Low-Cost Attack on GSM Encryption Demoed

At the Black Hat show, a pair of security researchers show a way to use cheap, off-the-shelf hardware to receive and decipher encypted GSM signals.

WASHINGTON - A pair of security researchers have developed a way to use $1,000 worth of off-the-shelf hardware to receive and decipher GSM signals, significantly reducing the time it takes to eavesdrop on conversations on the world's largest mobile phone network.
The technology was introduced Feb. 20 at the Black Hat DC Briefings here by David Hulton and Steve Miller, two wireless security experts who claim they are the first to implement a low-cost practical attack against A5/1, the cipher used to protect the privacy of GSM cell phone calls.
"GSM is not secure. It's a big network with base stations all over the place. Our goal is to raise awareness and to motivate the mobile industry to secure the network," Hulton said.
Hulton, who is best known for his work on 802.11b penetration testing and auditing tools, warned that the reduction in cost and time to crack GSM encryption technology could lead to a rise in data and identity theft attacks, with malicious hackers eavesdropping on cell phone calls and tracking the location of mobile phone users.
He teamed up with Miller on stage to demo the "fully passive" technique, which uses a combination of the TMTO (Time-Memory Trade Off) or Rainbow Table attack and some other tricks.
"One of the tricks that we use to compute such a large table is by implementing the Rainbow Table generation and real-time attack on FPGAs. This reduced our time drastically. On a single PC it would take roughly 33,000 years to compute the table or would take 33,000 PCs one year. With a moderate 4U cluster of 68 FPGAs [field-programmable gate arrays], we can do it in three months," he said.
Hulton, the co-founder of Pico Computing, a manufacturer of compact embedded FPGA computers, said his company is developing new hardware to speed this up and make the attack more cost effective.
"The time to crack it comes down to money," he said.
According to Hulton and Miller, an attacker with access to six 350GB hard drives (2TB) and one FPGA can easily recover the key of a GSM conversation (voice or sms/text) in less than 30 minutes.

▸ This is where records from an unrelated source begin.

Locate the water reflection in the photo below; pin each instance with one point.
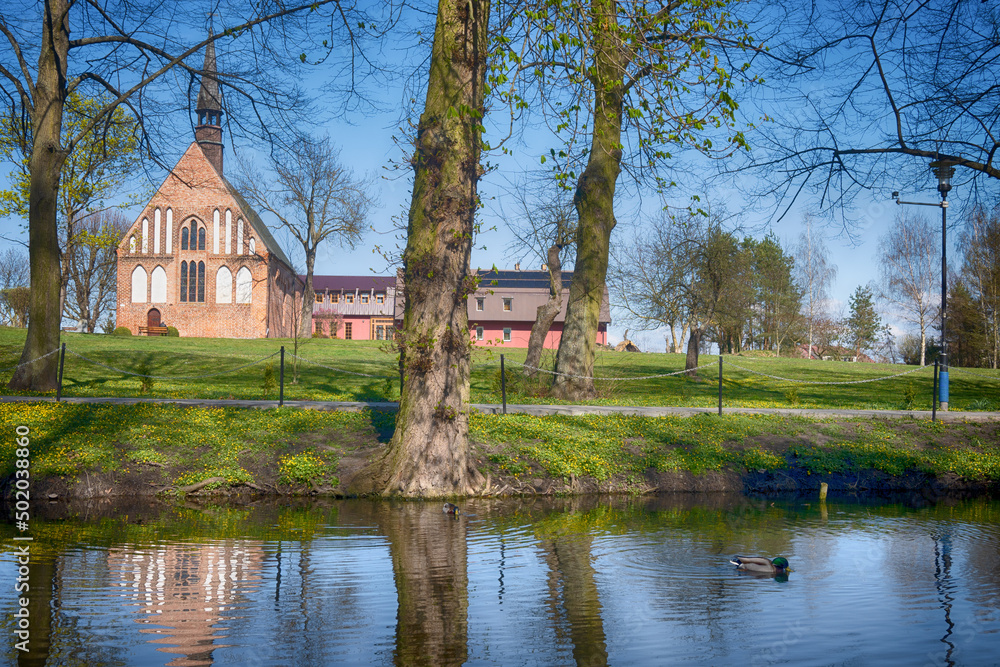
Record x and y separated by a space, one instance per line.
185 591
584 581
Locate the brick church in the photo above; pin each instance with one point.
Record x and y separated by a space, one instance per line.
199 258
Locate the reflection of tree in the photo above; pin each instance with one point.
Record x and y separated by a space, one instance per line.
571 570
429 562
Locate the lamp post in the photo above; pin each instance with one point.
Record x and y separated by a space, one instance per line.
943 171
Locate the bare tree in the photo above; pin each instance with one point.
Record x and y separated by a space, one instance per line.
92 271
123 50
815 273
909 273
878 89
314 197
545 229
429 451
634 81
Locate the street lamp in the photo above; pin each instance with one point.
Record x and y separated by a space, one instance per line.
943 171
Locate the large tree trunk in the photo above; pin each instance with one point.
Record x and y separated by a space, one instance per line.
594 201
546 313
429 452
45 165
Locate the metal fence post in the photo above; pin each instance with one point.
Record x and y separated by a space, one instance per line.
720 384
281 381
62 360
503 385
934 394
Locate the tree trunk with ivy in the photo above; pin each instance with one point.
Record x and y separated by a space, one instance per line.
47 157
545 315
594 200
428 455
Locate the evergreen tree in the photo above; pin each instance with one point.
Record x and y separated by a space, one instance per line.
864 323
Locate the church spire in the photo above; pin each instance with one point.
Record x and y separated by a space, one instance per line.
208 131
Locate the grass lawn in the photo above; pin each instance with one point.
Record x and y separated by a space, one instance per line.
368 370
144 447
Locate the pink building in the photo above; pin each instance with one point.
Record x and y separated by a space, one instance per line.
354 307
503 309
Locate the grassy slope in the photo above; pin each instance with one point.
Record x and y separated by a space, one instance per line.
354 360
133 449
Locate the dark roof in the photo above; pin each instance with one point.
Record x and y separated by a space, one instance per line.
208 95
351 283
525 279
263 233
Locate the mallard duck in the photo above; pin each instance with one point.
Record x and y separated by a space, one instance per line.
760 565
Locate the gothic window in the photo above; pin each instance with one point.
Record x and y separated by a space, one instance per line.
201 279
215 232
139 285
170 229
158 286
243 285
156 232
224 286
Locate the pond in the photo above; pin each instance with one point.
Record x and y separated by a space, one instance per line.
585 581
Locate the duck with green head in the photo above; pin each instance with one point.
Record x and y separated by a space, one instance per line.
761 565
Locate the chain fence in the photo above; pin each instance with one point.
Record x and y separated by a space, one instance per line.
724 363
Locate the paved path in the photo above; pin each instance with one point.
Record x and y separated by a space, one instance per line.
492 408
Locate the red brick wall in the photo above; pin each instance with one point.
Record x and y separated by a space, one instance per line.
193 192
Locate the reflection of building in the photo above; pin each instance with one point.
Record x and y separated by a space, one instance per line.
354 307
184 591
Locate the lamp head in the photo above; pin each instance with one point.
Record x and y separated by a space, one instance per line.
943 170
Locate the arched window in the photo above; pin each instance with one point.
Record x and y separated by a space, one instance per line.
156 232
158 286
139 285
224 286
192 282
215 232
244 285
201 280
170 229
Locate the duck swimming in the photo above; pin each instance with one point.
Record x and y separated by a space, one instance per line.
761 565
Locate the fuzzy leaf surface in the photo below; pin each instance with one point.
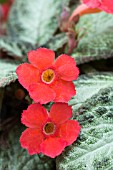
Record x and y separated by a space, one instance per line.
7 72
95 37
94 148
16 158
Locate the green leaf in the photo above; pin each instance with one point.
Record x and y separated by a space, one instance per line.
14 47
17 158
35 21
57 41
7 72
3 1
89 85
94 148
96 37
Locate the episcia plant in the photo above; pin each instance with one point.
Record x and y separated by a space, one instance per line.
48 80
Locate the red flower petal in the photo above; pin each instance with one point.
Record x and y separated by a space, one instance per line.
27 74
68 72
69 131
41 93
60 112
35 116
52 147
64 91
42 58
64 59
105 5
31 140
92 3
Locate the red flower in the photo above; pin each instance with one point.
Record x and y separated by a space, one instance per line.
47 80
105 5
48 133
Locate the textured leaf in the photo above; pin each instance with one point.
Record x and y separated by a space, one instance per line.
94 148
96 37
57 41
89 85
16 158
35 21
7 72
14 46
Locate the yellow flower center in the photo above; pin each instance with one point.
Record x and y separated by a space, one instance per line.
48 76
49 128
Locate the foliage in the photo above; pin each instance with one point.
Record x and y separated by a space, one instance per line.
36 23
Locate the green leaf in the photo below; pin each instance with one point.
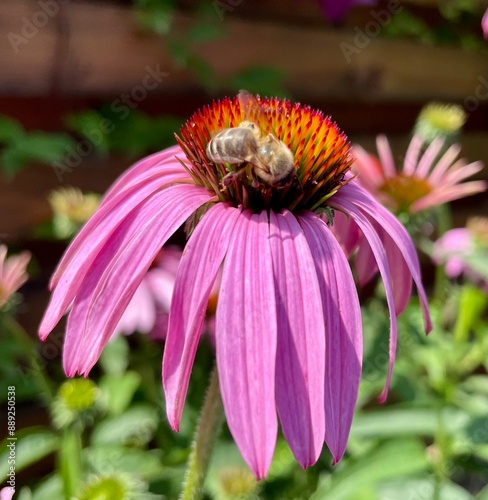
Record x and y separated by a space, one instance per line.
388 461
406 421
136 426
423 487
145 464
120 390
32 445
10 129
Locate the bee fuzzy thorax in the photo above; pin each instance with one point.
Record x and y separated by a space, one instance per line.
265 153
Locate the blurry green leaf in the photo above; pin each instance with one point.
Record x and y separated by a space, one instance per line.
136 426
120 390
10 129
260 80
472 304
145 464
49 489
70 465
91 126
421 488
409 421
390 460
155 16
204 31
115 356
32 444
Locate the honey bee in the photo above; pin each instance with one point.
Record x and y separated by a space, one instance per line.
270 159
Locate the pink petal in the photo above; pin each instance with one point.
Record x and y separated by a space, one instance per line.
196 275
343 332
446 195
412 155
145 168
443 165
113 278
85 248
300 358
246 335
428 158
354 200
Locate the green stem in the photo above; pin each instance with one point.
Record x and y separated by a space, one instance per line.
211 420
28 345
70 464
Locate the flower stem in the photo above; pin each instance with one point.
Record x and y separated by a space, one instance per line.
208 428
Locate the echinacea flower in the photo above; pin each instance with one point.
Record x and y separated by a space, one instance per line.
424 181
12 273
288 328
464 251
152 299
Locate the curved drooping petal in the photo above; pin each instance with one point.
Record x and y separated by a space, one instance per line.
300 357
353 199
447 194
200 263
246 336
113 278
140 314
145 168
343 332
85 248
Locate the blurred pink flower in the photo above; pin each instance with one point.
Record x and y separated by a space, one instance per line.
288 328
13 273
7 493
461 249
484 24
424 181
336 10
148 309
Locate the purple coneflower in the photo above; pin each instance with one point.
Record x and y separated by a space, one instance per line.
288 324
12 273
425 180
149 307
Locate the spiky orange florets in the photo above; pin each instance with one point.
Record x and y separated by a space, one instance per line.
321 152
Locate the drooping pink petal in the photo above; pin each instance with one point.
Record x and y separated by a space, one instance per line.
195 278
428 158
386 156
382 262
300 357
246 336
113 278
145 168
85 248
343 330
449 194
443 165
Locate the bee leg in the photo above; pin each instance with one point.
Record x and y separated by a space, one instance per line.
255 180
226 181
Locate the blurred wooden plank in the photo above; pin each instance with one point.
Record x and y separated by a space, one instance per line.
23 200
101 51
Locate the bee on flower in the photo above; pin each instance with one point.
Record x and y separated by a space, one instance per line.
288 328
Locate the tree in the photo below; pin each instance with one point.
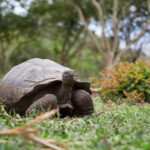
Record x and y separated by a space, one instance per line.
60 24
123 22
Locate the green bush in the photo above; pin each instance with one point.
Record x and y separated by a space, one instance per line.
125 82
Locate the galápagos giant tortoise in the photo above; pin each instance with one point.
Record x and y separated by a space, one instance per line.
42 84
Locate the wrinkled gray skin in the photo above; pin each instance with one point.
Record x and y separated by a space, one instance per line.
41 84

"The speed is proportional to the hard drive access time and the number of FPGAs. For the cheap attack to work twice as fast, it would require twice the number of hard drives and twice the number of FPGAs," he said.
It is not the first time that the A5/1 stream cipher came under the scrutiny of security researchers but, before now, realistic attacks required about $1 million in equipment, Hulton said.
He also used his presentation to detail several security holes in the GSM standard, warning that only the air part of a GSM communication is encrypted. "The signal is decrypted at the base station and then transmitted in clear text across the network," he said, noting that the encryption on the air part was broken in 1998.